Internet-Draft      RTCP Messages for Green Metadata           June 2022


   AVPF [RFC4585][RFC5104] define seven payload-specific feedback
   messages and one application layer feedback message.  This document
   specifies two additional payload-specific feedback messages:
   Temporal-Spatial Resolution Request (TSRR) and Temporal-Spatial
   Resolution Notification (TSRN).  All are identified by means of the
   the feedback message type (FMT) parameter as follows:

   Assigned in [RFC4585]:

   1: Picture Loss Indication (PLI)

   2: Slice Lost Indication (SLI)

   3: Reference Picture Selection Indication (RPSI)

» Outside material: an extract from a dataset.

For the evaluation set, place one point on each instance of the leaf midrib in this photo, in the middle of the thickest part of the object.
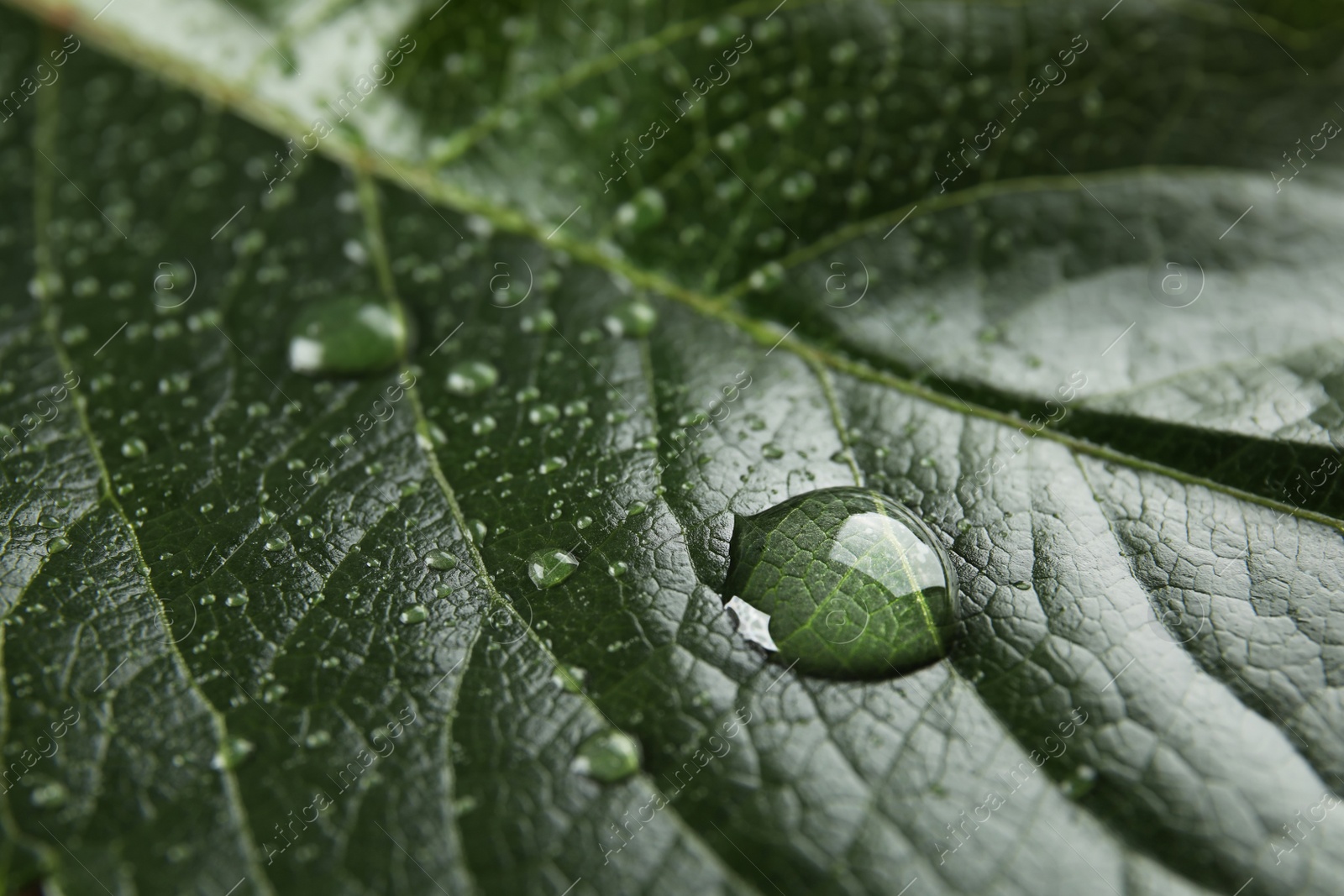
(373, 223)
(423, 181)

   15: Application layer FB message

   31: reserved for future expansion of the number space

   Assigned in [RFC5104]:

   4: Full Intra Request (FIR) Command

   5: Temporal-Spatial Trade-off Request (TSTR)

   6: Temporal-Spatial Trade-off Notification (TSTN)

   7: Video Back Channel Message (VBCM)

   Assigned in this document:

   8: Temporal-Spatial Resolution Request (TSRR)

   9: Temporal-Spatial Resolution Notification (TSRN)

   Unassigned:

   0: unassigned

   10-14: unassigned

   16-30: unassigned

4.1.  Temporal-Spatial Resolution Request

   The TSRR feedback message is identified by RTCP packet type value
   PT=PSFB and FMT=8.




He, et al.              Expires 24 December 2022                [Page 4]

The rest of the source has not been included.